Unfortunately their is a major difference between old analog TV's and Modern Flatscreen (LCD or PLASMA) TV's

The problem could be one of many things and the first thing required would be an error table to see what those 8 blinks mean.

It could be anything from power supply to an inverter failure 

From the point of view as a repair tech, I would open it up and depending upon what I saw, I would respond accordingly.

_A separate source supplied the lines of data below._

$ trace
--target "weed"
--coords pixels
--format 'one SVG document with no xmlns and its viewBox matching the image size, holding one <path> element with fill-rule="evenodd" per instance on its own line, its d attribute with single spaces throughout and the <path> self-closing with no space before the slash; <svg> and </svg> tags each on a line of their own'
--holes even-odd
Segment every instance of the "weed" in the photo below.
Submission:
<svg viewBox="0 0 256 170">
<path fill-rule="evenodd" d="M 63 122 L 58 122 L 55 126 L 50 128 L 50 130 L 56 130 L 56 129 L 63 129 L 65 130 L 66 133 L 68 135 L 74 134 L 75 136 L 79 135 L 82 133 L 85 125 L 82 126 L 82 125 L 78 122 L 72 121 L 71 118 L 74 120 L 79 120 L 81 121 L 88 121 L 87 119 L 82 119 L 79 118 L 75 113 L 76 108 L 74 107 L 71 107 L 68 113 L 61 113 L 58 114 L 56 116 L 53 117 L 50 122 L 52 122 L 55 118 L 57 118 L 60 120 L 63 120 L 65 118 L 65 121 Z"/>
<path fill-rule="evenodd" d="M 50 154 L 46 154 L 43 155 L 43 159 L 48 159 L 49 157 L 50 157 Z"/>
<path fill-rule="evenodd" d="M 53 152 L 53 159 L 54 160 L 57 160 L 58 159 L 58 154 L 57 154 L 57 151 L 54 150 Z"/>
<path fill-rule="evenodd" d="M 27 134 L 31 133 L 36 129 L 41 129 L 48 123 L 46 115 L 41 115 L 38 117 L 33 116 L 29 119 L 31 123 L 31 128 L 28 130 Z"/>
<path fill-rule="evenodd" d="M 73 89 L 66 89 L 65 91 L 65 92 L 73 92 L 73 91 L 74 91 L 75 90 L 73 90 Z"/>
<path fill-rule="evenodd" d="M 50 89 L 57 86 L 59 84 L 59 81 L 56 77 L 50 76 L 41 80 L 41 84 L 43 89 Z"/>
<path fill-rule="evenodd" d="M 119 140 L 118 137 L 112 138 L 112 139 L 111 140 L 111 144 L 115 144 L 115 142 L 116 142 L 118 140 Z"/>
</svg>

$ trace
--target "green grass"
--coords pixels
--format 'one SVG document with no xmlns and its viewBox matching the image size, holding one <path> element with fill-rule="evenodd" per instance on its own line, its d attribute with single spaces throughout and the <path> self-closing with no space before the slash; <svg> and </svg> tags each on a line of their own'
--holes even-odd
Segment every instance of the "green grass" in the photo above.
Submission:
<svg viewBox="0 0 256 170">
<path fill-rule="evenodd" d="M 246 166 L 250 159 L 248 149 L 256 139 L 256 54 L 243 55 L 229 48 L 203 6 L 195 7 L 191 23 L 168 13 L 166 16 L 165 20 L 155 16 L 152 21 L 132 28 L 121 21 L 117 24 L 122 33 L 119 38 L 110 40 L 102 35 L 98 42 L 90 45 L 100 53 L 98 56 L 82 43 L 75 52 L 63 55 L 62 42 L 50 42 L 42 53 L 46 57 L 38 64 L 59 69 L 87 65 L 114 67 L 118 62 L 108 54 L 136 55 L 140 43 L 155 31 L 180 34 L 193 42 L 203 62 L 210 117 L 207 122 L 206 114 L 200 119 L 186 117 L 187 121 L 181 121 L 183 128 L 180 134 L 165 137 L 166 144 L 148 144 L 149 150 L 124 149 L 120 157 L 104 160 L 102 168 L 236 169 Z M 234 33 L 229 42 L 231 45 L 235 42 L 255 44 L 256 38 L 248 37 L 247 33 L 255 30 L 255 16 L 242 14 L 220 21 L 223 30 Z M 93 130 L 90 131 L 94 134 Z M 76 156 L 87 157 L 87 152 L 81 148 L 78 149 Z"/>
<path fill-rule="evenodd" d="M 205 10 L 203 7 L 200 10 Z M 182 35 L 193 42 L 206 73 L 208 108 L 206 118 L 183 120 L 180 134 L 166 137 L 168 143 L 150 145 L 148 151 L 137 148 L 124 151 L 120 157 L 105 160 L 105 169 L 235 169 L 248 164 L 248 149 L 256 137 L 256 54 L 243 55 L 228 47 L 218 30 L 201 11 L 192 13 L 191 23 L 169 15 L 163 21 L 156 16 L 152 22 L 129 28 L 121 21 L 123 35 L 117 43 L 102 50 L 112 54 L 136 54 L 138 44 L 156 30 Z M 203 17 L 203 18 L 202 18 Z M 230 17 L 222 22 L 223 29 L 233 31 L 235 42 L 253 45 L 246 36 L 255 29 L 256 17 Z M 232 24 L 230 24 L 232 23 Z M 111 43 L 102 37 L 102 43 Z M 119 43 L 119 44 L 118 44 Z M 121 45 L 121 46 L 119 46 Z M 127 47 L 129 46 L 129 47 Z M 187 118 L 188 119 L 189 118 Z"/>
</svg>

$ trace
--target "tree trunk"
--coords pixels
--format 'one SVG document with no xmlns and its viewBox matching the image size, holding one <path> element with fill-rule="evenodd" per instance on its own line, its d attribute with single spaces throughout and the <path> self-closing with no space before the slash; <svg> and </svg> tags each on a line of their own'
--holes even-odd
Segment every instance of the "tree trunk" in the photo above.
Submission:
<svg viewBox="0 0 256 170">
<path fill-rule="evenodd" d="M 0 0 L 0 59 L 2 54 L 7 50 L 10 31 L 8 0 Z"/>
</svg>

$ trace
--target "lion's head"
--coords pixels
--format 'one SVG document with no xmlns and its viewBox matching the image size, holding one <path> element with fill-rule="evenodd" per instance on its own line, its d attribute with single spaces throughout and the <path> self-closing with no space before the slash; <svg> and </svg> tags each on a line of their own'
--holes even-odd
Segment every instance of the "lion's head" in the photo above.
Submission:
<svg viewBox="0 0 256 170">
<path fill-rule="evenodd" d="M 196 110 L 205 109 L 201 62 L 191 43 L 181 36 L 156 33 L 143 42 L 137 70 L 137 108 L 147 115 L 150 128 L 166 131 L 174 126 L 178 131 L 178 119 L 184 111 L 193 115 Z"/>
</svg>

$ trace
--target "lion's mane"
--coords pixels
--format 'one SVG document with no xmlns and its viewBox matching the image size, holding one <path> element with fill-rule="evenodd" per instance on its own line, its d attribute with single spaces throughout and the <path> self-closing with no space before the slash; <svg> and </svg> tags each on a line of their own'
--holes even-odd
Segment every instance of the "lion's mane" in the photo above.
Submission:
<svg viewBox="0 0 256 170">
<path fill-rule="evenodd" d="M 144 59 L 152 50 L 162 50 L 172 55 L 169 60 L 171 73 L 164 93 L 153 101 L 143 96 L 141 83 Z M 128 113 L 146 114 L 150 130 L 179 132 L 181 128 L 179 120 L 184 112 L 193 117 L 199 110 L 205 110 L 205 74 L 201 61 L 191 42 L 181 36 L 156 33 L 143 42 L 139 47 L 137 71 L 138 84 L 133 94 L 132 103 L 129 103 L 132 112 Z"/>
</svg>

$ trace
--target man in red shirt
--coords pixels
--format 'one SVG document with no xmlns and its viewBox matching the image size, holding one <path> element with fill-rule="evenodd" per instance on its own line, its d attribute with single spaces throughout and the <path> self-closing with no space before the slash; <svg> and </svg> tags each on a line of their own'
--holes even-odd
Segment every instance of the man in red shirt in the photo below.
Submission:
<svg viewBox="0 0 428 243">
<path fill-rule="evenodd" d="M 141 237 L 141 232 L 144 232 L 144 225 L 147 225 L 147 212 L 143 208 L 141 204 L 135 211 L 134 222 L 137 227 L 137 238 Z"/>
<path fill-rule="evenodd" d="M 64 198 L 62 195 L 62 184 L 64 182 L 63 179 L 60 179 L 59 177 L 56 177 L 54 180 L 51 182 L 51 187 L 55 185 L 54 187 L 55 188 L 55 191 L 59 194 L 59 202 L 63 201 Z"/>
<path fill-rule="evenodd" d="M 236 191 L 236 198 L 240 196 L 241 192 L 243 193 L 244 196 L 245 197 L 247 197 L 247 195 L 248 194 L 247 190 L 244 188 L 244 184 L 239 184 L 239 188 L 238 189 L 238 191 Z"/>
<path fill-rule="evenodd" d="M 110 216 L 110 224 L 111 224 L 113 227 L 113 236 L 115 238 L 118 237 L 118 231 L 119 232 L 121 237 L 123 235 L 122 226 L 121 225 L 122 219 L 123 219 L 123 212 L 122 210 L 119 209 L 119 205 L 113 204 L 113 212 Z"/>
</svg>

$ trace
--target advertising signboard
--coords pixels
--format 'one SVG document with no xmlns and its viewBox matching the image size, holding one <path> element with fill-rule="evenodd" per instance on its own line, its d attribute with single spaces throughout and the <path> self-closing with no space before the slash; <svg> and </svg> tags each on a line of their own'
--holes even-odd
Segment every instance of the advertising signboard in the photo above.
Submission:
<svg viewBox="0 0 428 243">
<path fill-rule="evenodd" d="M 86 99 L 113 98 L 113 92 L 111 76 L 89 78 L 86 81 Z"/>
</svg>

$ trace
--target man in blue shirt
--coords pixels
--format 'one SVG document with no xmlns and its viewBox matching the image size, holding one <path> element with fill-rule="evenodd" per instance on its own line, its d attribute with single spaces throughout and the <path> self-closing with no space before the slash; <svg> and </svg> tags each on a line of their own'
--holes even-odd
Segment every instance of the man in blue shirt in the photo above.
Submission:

Optical Inspection is where I would start to see if there was anything obvious (to the trained or experienced eye) that might indicate component or circuit failure.
At this point is where experience takes over because depending upon what one sees or doesn't see, the tech takes an appropriate course which might uncover the source of the problem.


----------



## aspet55 (Sep 27, 2008)

*sound no pictur*

hi my 42 inch LG PLASMA HAS COLOURED LINES ALL OVER I CAN HEAR CHANNEL AND SOUND IN BACKGROUND THERE IS NO PICTURE JUST COLOURED LINES THANK YOU ray::wave:


----------



## Done_Fishin (Oct 10, 2006)

Hi there 
Try not to place double posts, wait a short while if you're having difficulties posting to see whether the post went up or not 

as for your TV .. lines everywhere and plasma ~ best thing to do would be to take it to an expert .. in 99 cases where I have come across that type of fault on MONITORS, I have ended up dumping the monitor because it was cheaper to buy new than repair .

An LG Technician will give you a better idea about plausibility of repair. If it's in guarantee .. grab the chance to get it repaired now .

I am assuming that you get the same response if playing a VCR cassette or DVD via SCART input. 

IF SCART input looks ok .. it could be a tuner problem


----------